Das allerdings ist ein sehr bedenkenswerter Vorschlag!


Kajjo said:


> So denkt er sich das wohl, ja. Ich würde daher auch "Keilschriftzeichen" übersetzen im ersten Satz. Sonst fehlt doch der entscheidende Hinweis für den Leser.


Keine Sorge, es wird vorher ständig erwähnt, dass es um Keilschrift geht, das ist an dieser Stelle also sowieso klar. Ich wollte eine Wortwiederholung vermeiden. Ich schaue mir das ganze aber noch mal an, vielleicht kann ich es ein wenig umbauen, so dass an der fraglichen Stelle doch die Keilschrift genannt wird (und das ohne Wortwiederholung).


Kajjo said:


> säuberlich aufgereiht


Ja, sehr gut!


----------



## Frank78

Schlabberlatz said:


> Das größere Rätsel ist glaube ich "the museum of some ancient war department". Soll das vielleicht heißen: "the department of Ancient Wars in a museum"?
> 
> Oder gilt doch "ancient [war department]" statt "[ancient war] department"? D. h.: Geht es doch um ein Kriegsministerium?



Es geht, meiner Meinung nach, schon eindeutig um die Abteilung im Museum, die sich mit Kriegsführung in der Antike beschäftigt.

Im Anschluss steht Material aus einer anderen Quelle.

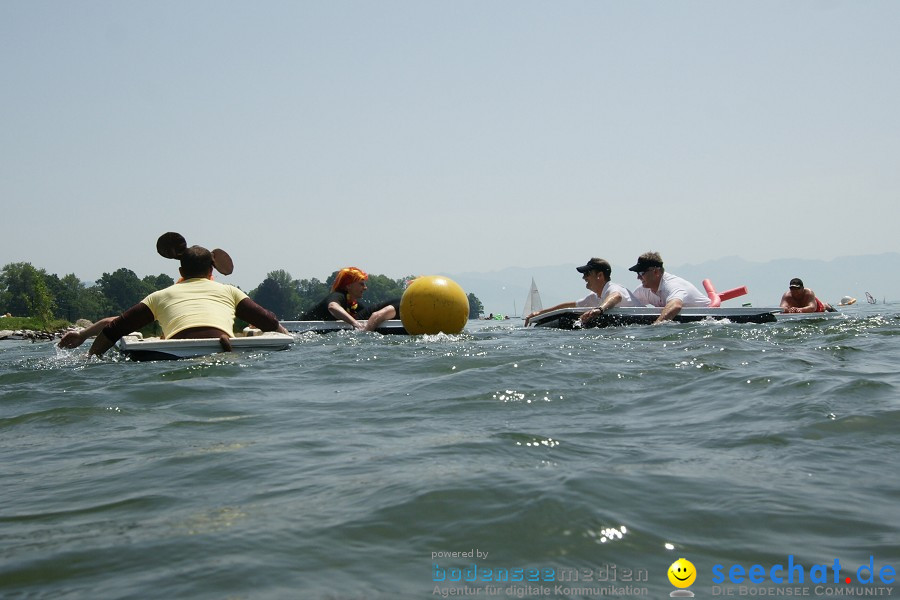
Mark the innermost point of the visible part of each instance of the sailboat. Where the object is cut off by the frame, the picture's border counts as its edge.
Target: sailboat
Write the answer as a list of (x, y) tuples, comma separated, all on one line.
[(533, 301)]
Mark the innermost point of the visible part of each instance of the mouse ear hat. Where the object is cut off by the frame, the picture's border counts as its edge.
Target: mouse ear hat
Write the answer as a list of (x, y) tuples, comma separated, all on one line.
[(173, 245), (222, 262)]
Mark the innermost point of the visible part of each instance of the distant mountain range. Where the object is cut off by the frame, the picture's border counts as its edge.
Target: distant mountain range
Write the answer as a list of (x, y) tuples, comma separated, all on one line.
[(504, 292)]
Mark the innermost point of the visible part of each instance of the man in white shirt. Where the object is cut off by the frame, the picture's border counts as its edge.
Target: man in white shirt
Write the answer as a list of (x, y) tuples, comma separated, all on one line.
[(604, 293), (673, 291)]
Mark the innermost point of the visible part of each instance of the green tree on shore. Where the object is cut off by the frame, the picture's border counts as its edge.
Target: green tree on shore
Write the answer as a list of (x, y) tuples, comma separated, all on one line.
[(24, 292)]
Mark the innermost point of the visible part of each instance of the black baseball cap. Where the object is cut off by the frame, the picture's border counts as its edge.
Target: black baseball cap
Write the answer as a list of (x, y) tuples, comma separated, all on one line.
[(595, 264), (644, 264)]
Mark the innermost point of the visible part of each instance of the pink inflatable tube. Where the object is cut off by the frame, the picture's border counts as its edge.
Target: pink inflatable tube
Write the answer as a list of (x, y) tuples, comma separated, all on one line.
[(716, 299)]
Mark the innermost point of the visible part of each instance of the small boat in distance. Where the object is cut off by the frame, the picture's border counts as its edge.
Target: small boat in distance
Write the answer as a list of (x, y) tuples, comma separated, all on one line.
[(533, 301)]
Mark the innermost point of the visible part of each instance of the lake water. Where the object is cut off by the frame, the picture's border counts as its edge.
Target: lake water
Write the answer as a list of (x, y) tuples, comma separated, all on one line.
[(354, 465)]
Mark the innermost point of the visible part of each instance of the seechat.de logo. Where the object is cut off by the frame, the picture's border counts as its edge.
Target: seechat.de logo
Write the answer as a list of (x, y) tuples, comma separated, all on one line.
[(794, 572)]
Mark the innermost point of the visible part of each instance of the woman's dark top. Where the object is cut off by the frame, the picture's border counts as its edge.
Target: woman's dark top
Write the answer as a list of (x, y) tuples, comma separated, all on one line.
[(320, 311)]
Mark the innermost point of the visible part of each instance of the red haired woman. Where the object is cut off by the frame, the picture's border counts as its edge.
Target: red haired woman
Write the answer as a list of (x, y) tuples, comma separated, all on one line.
[(342, 304)]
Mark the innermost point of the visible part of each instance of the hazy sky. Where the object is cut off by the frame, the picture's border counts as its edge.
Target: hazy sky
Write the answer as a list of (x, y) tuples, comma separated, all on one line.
[(412, 137)]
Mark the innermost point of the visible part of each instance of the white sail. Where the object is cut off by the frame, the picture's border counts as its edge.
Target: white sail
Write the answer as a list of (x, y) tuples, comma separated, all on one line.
[(533, 301)]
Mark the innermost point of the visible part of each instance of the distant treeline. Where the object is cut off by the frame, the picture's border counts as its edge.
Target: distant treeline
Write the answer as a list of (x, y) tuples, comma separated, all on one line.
[(26, 291)]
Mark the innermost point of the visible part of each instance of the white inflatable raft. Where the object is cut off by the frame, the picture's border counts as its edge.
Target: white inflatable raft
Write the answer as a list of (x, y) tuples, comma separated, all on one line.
[(137, 347), (393, 326), (569, 318)]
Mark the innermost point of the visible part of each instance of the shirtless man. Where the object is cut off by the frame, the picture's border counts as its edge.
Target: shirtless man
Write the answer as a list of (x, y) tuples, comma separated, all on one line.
[(802, 299)]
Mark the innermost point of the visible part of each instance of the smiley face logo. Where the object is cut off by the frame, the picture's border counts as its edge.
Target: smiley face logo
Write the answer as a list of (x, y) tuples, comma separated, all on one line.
[(682, 573)]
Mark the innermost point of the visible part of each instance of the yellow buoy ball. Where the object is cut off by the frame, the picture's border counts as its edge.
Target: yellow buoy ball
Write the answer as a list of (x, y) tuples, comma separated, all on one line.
[(434, 304)]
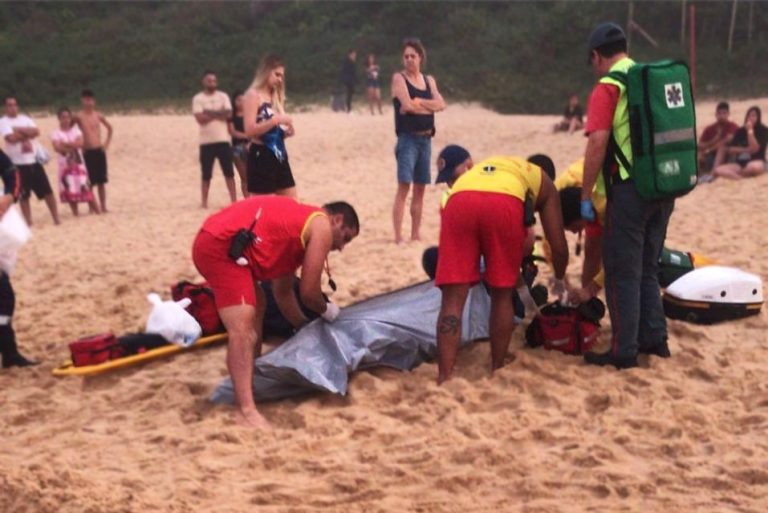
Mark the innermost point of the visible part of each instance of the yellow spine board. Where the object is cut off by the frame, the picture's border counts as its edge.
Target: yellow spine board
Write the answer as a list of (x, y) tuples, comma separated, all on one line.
[(67, 369)]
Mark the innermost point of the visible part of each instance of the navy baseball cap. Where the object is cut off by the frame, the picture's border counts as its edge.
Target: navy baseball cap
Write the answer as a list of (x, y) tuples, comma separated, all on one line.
[(450, 157), (604, 34)]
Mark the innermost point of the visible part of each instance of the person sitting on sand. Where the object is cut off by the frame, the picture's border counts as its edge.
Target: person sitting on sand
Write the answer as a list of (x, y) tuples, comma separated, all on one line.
[(267, 238), (746, 152), (715, 136), (74, 185), (486, 215), (573, 117)]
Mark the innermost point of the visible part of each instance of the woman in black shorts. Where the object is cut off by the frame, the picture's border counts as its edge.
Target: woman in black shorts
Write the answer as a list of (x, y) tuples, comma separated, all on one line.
[(267, 126)]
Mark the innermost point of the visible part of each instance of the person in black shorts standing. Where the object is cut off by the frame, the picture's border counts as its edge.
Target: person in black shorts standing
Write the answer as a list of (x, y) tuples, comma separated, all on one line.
[(239, 141), (94, 152), (20, 132), (267, 126), (9, 352), (212, 109)]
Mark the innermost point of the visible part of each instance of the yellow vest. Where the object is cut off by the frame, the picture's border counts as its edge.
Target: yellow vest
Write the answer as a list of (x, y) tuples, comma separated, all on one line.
[(504, 175), (621, 115), (573, 176)]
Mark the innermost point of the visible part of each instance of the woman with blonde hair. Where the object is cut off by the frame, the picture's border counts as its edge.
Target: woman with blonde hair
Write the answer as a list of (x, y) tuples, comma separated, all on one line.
[(266, 125), (416, 99)]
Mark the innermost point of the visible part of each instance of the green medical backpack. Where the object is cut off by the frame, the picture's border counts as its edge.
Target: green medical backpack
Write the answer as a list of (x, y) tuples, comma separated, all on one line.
[(662, 126)]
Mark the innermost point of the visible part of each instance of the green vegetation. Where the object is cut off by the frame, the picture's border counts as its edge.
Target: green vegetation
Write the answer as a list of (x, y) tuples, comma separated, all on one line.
[(511, 56)]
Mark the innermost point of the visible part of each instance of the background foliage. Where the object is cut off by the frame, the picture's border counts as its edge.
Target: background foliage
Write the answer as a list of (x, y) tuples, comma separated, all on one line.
[(510, 56)]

Ministerien sind eine Erfindung der Neuzeit.


----------



## Schlabberlatz

Danke sehr! 



Frank78 said:


> eindeutig


Es könnte aber eindeutiger formuliert sein  … m. a. W.: ich fürchte, dass es nicht so eindeutig ist. Ich hoffe, die Muttersprachler melden sich noch


----------



## elroy

"The _ancient war department _of some _museum_" would make significantly more sense!


----------



## Frieder

Es sind noch nicht viele Jahre vergangen, seit der versierte Witte verkündete, dass diese Keilschriftzeichen, die so säuberlich auf grauen alabasternen Tafeln oder auf sorgfältig vorbehandelten Tonoberflächen angeordnet sind -- wie Pfeilspitzen in der Ausstellung eines Museums für antike Kriegskunst -- ohne jegliche alphabetische Bedeutung seien, sondern vielmehr wunderliche Ornamente, oder sogar Wurmspuren.

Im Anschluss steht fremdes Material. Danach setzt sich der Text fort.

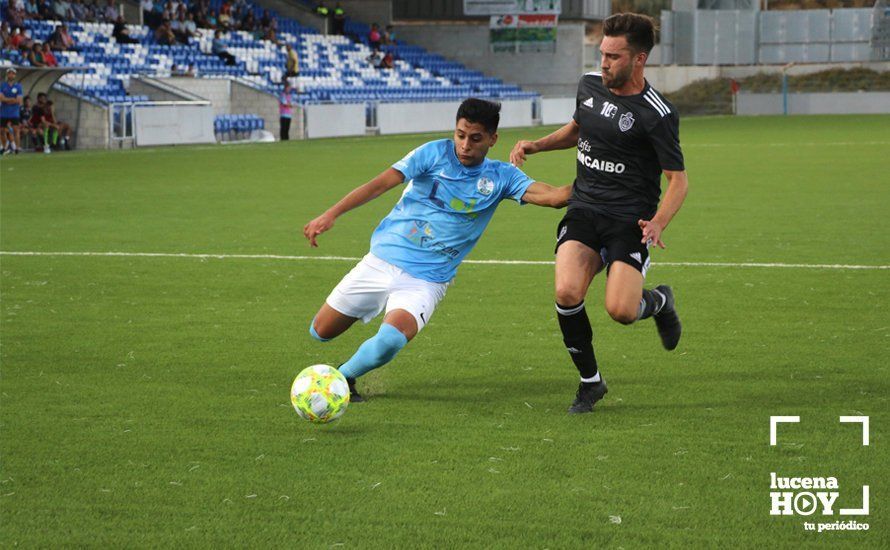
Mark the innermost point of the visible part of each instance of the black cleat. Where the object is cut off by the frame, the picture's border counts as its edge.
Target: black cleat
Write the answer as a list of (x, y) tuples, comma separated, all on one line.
[(667, 321), (354, 396), (587, 396)]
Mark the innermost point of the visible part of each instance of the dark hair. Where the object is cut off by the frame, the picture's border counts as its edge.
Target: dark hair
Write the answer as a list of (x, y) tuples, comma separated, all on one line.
[(638, 29), (481, 111)]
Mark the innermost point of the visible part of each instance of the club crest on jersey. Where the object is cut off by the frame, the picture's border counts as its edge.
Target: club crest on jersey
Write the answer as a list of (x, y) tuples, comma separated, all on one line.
[(626, 122), (485, 186)]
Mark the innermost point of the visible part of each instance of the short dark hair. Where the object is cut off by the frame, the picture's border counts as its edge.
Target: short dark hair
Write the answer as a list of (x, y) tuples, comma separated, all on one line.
[(638, 29), (481, 111)]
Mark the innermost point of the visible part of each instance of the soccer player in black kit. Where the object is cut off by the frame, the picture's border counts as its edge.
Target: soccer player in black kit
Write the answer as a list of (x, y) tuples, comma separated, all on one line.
[(627, 135)]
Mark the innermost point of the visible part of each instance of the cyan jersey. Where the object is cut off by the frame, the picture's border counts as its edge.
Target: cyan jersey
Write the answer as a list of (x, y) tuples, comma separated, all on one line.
[(11, 91), (443, 210)]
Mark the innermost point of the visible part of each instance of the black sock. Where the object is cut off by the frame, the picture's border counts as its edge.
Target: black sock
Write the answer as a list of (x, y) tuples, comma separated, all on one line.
[(578, 338), (651, 303)]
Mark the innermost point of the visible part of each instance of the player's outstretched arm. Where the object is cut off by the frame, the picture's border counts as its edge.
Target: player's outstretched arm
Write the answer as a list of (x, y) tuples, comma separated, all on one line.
[(564, 138), (678, 186), (357, 197), (543, 194)]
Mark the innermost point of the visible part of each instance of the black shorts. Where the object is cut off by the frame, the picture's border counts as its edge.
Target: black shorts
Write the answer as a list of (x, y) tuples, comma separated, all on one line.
[(615, 240)]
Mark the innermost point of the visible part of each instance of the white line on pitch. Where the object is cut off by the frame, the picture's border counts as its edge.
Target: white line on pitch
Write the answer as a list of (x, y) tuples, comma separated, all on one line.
[(480, 262)]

"in the museum of some ancient war department" könnte man vielleicht auch so parsen: "in the [museum of some ancient war] department", das heißt „in der Abteilung eines Museums für irgendeinen uralten Krieg” – das müsste man natürlich dann noch anders formulieren.


----------



## Edinburgher

elroy said:


> "The _ancient war department _of some _museum_" would make significantly more sense!

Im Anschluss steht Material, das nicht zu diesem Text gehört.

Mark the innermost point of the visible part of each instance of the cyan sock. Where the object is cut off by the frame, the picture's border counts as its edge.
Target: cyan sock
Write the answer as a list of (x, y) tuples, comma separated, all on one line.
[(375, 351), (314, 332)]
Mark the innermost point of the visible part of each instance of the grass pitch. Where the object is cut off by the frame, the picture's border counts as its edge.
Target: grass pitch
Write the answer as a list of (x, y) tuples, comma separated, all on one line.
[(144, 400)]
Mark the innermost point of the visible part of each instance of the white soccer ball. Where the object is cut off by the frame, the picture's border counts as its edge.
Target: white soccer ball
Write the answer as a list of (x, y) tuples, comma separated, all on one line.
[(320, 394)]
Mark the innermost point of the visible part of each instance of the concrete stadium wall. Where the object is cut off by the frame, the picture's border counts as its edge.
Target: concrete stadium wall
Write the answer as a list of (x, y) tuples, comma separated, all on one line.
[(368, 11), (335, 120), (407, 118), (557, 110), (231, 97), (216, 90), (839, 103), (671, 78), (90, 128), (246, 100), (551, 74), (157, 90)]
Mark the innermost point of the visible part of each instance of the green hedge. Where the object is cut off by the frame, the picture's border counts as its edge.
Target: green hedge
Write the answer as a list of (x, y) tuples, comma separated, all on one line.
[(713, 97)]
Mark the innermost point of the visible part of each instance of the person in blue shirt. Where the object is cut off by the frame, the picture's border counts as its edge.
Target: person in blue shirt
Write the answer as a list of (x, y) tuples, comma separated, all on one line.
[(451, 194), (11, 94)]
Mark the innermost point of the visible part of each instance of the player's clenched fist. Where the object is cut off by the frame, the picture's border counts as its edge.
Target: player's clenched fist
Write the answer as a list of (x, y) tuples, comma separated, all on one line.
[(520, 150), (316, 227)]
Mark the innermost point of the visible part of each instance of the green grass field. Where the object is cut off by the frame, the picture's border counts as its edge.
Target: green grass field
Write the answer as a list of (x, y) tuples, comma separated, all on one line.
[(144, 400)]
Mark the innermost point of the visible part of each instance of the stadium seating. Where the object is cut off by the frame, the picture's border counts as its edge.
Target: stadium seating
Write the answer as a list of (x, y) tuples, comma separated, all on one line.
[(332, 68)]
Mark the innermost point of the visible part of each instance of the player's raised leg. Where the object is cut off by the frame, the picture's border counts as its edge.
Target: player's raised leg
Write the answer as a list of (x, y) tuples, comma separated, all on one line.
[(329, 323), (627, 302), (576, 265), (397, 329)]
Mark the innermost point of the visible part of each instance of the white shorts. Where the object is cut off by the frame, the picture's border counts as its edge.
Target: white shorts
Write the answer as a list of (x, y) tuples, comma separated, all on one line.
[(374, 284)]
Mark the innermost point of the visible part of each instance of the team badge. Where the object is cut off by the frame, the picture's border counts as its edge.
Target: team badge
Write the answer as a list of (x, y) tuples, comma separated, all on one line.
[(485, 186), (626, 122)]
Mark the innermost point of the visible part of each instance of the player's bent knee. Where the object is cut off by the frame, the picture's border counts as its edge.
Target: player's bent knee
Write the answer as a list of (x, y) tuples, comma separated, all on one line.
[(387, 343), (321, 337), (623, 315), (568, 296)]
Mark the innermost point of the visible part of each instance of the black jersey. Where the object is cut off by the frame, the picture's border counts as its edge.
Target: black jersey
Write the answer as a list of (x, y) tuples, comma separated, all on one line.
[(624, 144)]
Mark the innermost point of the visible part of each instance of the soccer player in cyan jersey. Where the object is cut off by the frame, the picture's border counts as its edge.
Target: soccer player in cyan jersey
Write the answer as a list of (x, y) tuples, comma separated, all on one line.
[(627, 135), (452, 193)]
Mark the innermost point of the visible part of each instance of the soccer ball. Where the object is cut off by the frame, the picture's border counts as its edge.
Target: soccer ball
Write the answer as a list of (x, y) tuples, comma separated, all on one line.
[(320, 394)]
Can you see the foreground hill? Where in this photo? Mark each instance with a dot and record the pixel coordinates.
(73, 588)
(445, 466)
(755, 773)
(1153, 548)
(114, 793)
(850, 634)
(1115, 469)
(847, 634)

It would certainly make sense, but it isn't what the author wrote, so unless there is reason to believe that he made a mistake, we should proceed on the basis that he meant what he wrote.
Es handelt sich "eindeutig" um eine (fiktive) Museumsausstellung innerhalb eines Verteidigungsministeriums.  

Und was "whimsical" betrifft, würde ich sagen, dass es weniger drollig/witzig/humorvoll bedeutet, sondern dass es sich um Verzierungen handelt, die, anstatt dass sie etwas mit der Sache zu tun haben, einfach frei nach Schnauze verwendet wurden, nur damit es ein bisschen schön aussieht.  Vielleicht passt "willkürlich".


----------



## Schlabberlatz

Dank an euch alle! 



Edinburgher said:


> Es handelt sich "eindeutig" um eine (fiktive) Museumsausstellung innerhalb eines Verteidigungsministeriums.


Ja, dann ist es klar.

Jetzt muss ich nur noch ein wenig an den Details feilen.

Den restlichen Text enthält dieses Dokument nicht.